Particularly with small fuck-ups and relatively minor dissatisfactions in the narrative, downing tools and pondering the significance of your sudden inadequacy is only likely to result in a piecemeal, stop-start workflow and bugger all actual writing taking place. Doubt and low mood can easily simulate the workings of a keen critical eye, convincing you to abandon or delete or delay work when the best medicine is just to thunder on.

It’s all very well pissing about with the nuances of style and voice – some authors claim they can’t go on until they’ve got the language just so, that the voice is the plot, in some strange way – but if you’re any sort of editor you know that great chunks of the novel are likely to die in a bloodthirsty cull when you come to redraft. You could waste days and weeks noodling with the word order of a paragraph you end up humanely destroying. A little tinkering along the way is, I think, healthy – it helps sharpen your narrative eye and forces you to really picture a scene and listen to your sentences in your head – but from time to time, you’re going to have brainfarts.

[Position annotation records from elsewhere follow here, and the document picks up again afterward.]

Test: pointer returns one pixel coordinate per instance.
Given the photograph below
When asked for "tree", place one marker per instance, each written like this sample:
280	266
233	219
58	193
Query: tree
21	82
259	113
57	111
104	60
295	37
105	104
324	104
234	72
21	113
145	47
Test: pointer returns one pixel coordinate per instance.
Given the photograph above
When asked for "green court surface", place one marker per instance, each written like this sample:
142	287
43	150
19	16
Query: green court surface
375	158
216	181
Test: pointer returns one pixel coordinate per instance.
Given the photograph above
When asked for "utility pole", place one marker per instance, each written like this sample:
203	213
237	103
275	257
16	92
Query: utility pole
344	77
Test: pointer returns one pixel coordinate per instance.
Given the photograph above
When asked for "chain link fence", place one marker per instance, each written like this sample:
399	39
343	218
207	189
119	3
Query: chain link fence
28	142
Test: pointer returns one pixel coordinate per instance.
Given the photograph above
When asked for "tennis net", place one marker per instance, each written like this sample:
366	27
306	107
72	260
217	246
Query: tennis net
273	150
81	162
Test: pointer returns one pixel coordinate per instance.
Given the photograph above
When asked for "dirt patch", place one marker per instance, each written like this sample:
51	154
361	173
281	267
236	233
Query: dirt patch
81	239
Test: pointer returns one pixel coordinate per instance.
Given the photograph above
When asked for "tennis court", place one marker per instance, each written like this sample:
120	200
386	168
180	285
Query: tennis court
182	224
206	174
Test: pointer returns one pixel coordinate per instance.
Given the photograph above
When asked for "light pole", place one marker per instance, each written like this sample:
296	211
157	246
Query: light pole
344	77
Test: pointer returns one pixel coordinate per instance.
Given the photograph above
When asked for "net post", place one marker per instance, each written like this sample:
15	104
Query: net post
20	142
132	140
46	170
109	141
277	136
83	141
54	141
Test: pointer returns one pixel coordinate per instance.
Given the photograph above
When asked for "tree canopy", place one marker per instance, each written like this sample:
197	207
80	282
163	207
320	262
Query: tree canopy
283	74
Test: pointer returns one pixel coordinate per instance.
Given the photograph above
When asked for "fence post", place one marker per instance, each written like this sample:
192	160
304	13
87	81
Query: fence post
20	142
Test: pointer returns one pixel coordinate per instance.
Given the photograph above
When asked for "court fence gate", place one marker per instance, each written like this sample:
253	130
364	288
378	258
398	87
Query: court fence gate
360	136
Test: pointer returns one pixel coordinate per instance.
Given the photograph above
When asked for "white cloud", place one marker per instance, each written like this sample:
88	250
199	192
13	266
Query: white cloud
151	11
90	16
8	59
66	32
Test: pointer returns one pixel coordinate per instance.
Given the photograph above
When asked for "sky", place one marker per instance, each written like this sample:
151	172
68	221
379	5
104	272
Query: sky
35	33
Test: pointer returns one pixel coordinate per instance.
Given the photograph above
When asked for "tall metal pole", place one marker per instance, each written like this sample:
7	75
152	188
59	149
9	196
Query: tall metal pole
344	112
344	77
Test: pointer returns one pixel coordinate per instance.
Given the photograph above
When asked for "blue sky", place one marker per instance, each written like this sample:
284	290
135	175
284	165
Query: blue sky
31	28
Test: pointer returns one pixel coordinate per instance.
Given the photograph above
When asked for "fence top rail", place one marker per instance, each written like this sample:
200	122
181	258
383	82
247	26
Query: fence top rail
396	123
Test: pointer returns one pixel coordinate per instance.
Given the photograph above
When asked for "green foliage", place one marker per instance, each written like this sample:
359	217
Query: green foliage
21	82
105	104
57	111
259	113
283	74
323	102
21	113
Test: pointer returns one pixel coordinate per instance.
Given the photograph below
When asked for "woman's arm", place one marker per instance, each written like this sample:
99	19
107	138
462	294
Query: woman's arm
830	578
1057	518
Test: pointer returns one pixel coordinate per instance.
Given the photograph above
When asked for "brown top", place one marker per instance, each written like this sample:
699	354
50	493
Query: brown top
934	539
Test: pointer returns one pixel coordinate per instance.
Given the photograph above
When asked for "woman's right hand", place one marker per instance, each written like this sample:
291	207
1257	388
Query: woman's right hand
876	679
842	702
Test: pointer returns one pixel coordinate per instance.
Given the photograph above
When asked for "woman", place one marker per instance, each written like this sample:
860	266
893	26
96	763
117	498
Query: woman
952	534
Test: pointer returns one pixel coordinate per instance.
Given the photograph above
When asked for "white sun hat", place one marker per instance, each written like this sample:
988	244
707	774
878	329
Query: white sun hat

Frankly, if you don’t, either you’re some genetic freak who produces perfect prose first time or, more likely, you lack the ability/desire to critically appraise your own work. Just highlight the text in yellow, or add a little marginal note to yourself, then move on. Come back to it with fresh eyes and an unfuddled head when it’s time to redraft. More often than not, the solution is obvious. Sometimes, you devote an hour or two into working out a solution – but because this moment now has a context, a clear before and after, it’s easier to focus on what’s needed.

Occasionally, you realise the whole scene is redundant and, with the beneficient sigh of a dying angel, you delete the entire wretched thing. That shit is glorious, kids, I’m telling you. Killing a bad scene feels like pooing out an evil ghost that has been haunting you for years. But you can only exorcise it with certainty if you can see the big picture.

That’s the lesson. Paint up your mistakes. Move on. Fix it in post.


1 thought on “Death Of 1000 Cuts: Cut 15 – Fix It In Post”

  1. That really is a gorgeous cover. It’s going to catch some eyes.

    I’m in the U.S. and want the paperback, so I signed to be notified when that’s available to pre-order. Can’t wait!